Galaxy Unpacked 2026: Saat Ponsel Lipat Jadi Arus Utama
Galaxy Unpacked 2026 adalah acara peluncuran tahunan Samsung untuk memperkenalkan generasi terbaru ponsel lipat dan perangkat AI, yang tahun ini difokuskan pada perubahan desain besar, peningkatan ketahanan, serta pengalaman penggunaan yang lebih nyaman dalam aktivitas harian produktivitas, hiburan, dan kesehatan digital pengguna.
Digelar di London pada Rabu, 22 Juli 2026 pukul 14.00 BST atau 20.00 WIB, Galaxy Unpacked 2026 dengan tema “A New Shape Unfolds” menjadi panggung resmi Galaxy Z Fold8, Galaxy Z Fold8 Ultra, dan Galaxy Z Flip8 sebagai generasi terbaru ponsel lipat Samsung. Ini bukan sekadar pembaruan tahunan; Samsung jelas ingin mengokohkan ponsel lipat sebagai pilihan utama, bukan lagi produk eksperimental. Keputusan meluncurkan tiga model sekaligus menunjukkan strategi segmentasi yang agresif: satu perangkat untuk pengguna produktif mainstream, satu untuk pengguna super-premium, dan satu lagi untuk mereka yang menginginkan ponsel lipat ringkas yang modis.
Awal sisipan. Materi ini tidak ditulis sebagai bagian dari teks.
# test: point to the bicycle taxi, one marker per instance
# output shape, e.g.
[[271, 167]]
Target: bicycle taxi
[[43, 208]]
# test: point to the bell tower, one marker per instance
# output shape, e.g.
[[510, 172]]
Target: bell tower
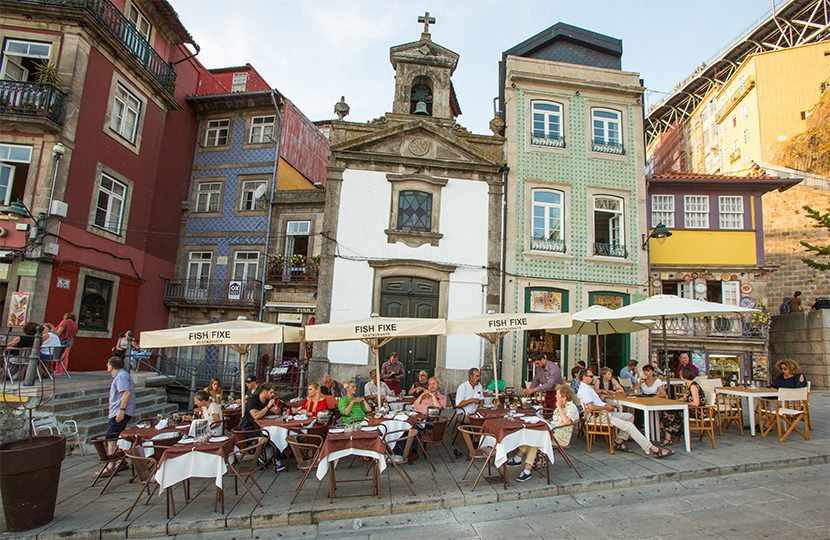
[[422, 77]]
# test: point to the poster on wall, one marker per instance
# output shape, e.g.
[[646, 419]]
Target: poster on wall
[[545, 302], [18, 309]]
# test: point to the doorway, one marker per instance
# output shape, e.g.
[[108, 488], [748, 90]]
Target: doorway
[[416, 298]]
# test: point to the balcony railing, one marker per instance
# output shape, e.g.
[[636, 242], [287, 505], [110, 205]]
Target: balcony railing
[[608, 148], [545, 244], [713, 327], [219, 292], [116, 24], [547, 140], [32, 99], [610, 250]]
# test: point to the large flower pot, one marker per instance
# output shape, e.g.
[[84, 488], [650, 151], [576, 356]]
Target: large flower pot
[[30, 470]]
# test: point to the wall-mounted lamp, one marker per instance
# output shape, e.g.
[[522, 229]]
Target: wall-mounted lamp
[[660, 231]]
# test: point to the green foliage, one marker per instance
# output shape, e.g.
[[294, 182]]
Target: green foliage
[[822, 221]]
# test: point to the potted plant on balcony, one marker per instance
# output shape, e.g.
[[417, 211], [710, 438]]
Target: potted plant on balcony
[[30, 467]]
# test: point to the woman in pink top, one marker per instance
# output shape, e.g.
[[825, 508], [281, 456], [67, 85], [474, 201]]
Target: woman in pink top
[[66, 330]]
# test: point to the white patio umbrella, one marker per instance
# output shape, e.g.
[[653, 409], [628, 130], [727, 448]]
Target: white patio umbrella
[[595, 321], [375, 332], [239, 334], [494, 326], [663, 306]]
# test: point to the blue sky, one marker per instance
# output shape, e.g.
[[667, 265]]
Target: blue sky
[[314, 51]]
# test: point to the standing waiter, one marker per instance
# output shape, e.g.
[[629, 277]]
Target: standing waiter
[[548, 376]]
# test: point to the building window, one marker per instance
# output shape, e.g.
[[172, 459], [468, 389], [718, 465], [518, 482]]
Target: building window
[[731, 212], [240, 82], [548, 221], [252, 197], [607, 136], [414, 211], [662, 210], [96, 299], [696, 211], [109, 209], [262, 129], [216, 133], [246, 265], [609, 228], [126, 112], [207, 196], [140, 22], [547, 124]]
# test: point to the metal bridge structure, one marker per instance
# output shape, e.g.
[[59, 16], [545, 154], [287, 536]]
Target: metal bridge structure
[[796, 22]]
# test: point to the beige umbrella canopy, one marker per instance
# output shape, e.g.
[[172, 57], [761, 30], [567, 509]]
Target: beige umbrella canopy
[[494, 326], [239, 334], [375, 332]]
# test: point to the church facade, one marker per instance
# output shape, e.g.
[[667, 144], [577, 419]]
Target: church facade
[[412, 222]]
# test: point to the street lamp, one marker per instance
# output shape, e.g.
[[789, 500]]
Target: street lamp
[[659, 232]]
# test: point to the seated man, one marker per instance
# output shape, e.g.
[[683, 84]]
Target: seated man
[[470, 394], [565, 414], [431, 397], [621, 420], [370, 389]]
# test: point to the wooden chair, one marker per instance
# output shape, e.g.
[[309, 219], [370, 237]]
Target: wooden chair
[[306, 451], [598, 424], [789, 409], [702, 419]]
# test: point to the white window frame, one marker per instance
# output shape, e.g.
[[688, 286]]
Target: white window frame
[[245, 261], [247, 191], [547, 118], [606, 125], [216, 130], [696, 211], [114, 205], [662, 210], [208, 193], [260, 133], [731, 212], [125, 105]]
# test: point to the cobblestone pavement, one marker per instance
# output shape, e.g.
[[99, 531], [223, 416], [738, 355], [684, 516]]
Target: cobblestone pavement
[[444, 497]]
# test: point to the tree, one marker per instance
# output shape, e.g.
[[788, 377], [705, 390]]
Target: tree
[[822, 221]]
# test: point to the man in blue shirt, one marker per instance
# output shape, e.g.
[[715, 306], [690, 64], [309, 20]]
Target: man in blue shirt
[[121, 403]]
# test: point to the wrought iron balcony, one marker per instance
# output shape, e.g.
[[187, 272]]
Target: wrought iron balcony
[[604, 147], [213, 292], [545, 244], [713, 327], [610, 250], [32, 99], [553, 141], [107, 16]]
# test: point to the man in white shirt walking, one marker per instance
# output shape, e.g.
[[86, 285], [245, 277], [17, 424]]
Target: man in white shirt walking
[[620, 420]]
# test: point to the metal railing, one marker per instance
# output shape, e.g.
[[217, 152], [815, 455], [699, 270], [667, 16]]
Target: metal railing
[[32, 99], [213, 292], [713, 327], [115, 23], [610, 250]]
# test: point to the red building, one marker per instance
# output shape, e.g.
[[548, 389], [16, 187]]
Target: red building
[[109, 134]]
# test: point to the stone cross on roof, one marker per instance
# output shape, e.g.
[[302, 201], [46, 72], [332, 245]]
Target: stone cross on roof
[[427, 20]]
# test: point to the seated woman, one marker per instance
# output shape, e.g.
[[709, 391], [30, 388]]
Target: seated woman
[[789, 376], [565, 414], [314, 402], [352, 409], [208, 410], [420, 385], [650, 384], [672, 421], [606, 384]]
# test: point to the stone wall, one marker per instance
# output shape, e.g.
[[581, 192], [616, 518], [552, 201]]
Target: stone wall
[[785, 224], [805, 338]]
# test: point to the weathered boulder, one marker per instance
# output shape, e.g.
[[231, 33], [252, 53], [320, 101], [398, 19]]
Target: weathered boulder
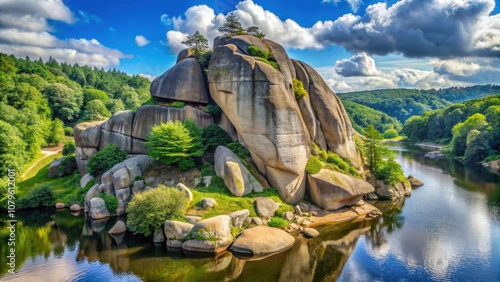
[[183, 82], [75, 208], [86, 179], [239, 217], [333, 119], [87, 134], [237, 178], [415, 182], [265, 207], [331, 190], [121, 179], [262, 241], [98, 208], [208, 203], [310, 232], [176, 230], [119, 228], [150, 115], [262, 108], [54, 166], [211, 235]]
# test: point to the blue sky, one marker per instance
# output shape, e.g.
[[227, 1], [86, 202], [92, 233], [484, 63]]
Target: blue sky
[[354, 44]]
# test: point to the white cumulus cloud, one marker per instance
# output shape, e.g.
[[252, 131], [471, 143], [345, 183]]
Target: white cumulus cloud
[[141, 41]]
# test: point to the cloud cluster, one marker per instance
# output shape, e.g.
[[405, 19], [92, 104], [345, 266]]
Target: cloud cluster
[[141, 41], [24, 31]]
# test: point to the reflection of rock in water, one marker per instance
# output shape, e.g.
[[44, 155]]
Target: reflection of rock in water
[[100, 246], [297, 265]]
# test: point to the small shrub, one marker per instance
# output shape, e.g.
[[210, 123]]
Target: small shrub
[[68, 131], [40, 196], [67, 166], [105, 159], [69, 148], [278, 222], [313, 165], [298, 88], [213, 136], [148, 211], [178, 104], [110, 201]]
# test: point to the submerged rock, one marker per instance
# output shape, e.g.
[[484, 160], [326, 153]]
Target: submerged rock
[[262, 241]]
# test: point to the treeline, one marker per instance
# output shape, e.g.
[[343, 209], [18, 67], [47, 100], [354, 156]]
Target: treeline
[[39, 101], [361, 116], [472, 129], [404, 103]]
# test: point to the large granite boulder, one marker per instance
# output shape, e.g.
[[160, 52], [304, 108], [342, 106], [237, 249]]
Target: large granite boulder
[[237, 178], [98, 208], [331, 190], [332, 117], [211, 235], [262, 107], [262, 241], [150, 115], [183, 82]]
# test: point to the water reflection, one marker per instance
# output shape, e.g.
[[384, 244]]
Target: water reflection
[[448, 230]]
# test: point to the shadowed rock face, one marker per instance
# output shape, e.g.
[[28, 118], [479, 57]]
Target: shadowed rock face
[[256, 99], [183, 82]]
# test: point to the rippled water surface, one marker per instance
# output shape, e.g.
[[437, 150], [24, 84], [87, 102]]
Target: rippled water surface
[[448, 230]]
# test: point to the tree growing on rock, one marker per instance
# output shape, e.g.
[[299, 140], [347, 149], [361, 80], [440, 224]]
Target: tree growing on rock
[[232, 26], [198, 44], [174, 143]]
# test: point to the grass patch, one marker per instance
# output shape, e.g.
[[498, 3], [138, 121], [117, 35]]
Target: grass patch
[[42, 162]]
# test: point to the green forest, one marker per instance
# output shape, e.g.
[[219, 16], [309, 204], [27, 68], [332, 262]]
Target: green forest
[[40, 102], [471, 129], [404, 103]]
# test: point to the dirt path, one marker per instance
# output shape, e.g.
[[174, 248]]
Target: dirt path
[[47, 152]]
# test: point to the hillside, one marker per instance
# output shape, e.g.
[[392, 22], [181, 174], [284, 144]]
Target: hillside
[[472, 129], [41, 101], [404, 103]]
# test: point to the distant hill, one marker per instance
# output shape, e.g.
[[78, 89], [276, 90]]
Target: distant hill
[[404, 103]]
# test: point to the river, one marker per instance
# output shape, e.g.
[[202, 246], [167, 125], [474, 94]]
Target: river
[[448, 230]]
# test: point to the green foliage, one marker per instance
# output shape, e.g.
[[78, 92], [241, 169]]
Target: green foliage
[[105, 159], [68, 131], [69, 148], [404, 103], [313, 165], [178, 104], [390, 172], [56, 132], [110, 201], [40, 196], [298, 89], [67, 166], [198, 44], [278, 222], [148, 211], [213, 136], [173, 142]]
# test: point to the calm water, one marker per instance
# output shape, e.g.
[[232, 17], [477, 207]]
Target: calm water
[[448, 230]]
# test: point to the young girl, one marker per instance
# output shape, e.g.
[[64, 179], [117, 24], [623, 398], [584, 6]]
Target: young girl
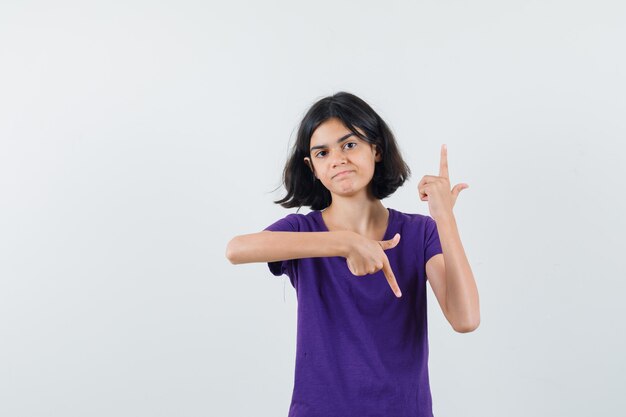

Galaxy Z Fold8: Format “Paspor” untuk Produktivitas Sehari-hari
Galaxy Z Fold8 adalah jawaban Samsung untuk pengguna yang mengeluh Fold lama terlalu tinggi dan canggung dipakai satu tangan. Desain baru yang lebih pendek dan lebar menghadirkan rasio layar mendekati 4:3 saat dibuka, mirip tablet mini, sehingga membaca dokumen, menulis email, hingga multitasking terasa lebih alami daripada generasi sebelumnya. Ini adalah momen ketika Fold akhirnya terasa seperti buku paspor digital yang praktis, bukan sekadar perangkat demo teknologi.
Spesifikasinya cukup lugas tetapi jelas menyasar power user harian: layar utama 7,6 inci, layar luar 5,5 inci, dengan bobot sekitar 199 gram yang lebih ringan dibanding beberapa pendahulunya. Chipset Snapdragon 8 Elite Gen 5 for Galaxy dipasangkan dengan baterai 4.800 mAh yang diklaim mampu memutar video hingga 26 jam, perpaduan yang mengincar pengguna yang banyak bergerak. Untuk fotografi, kombinasi kamera utama 50 MP dan ultrawide 50 MP plus kamera depan 10 MP menempatkan Fold8 sebagai perangkat produktivitas yang tidak mengorbankan kualitas kamera.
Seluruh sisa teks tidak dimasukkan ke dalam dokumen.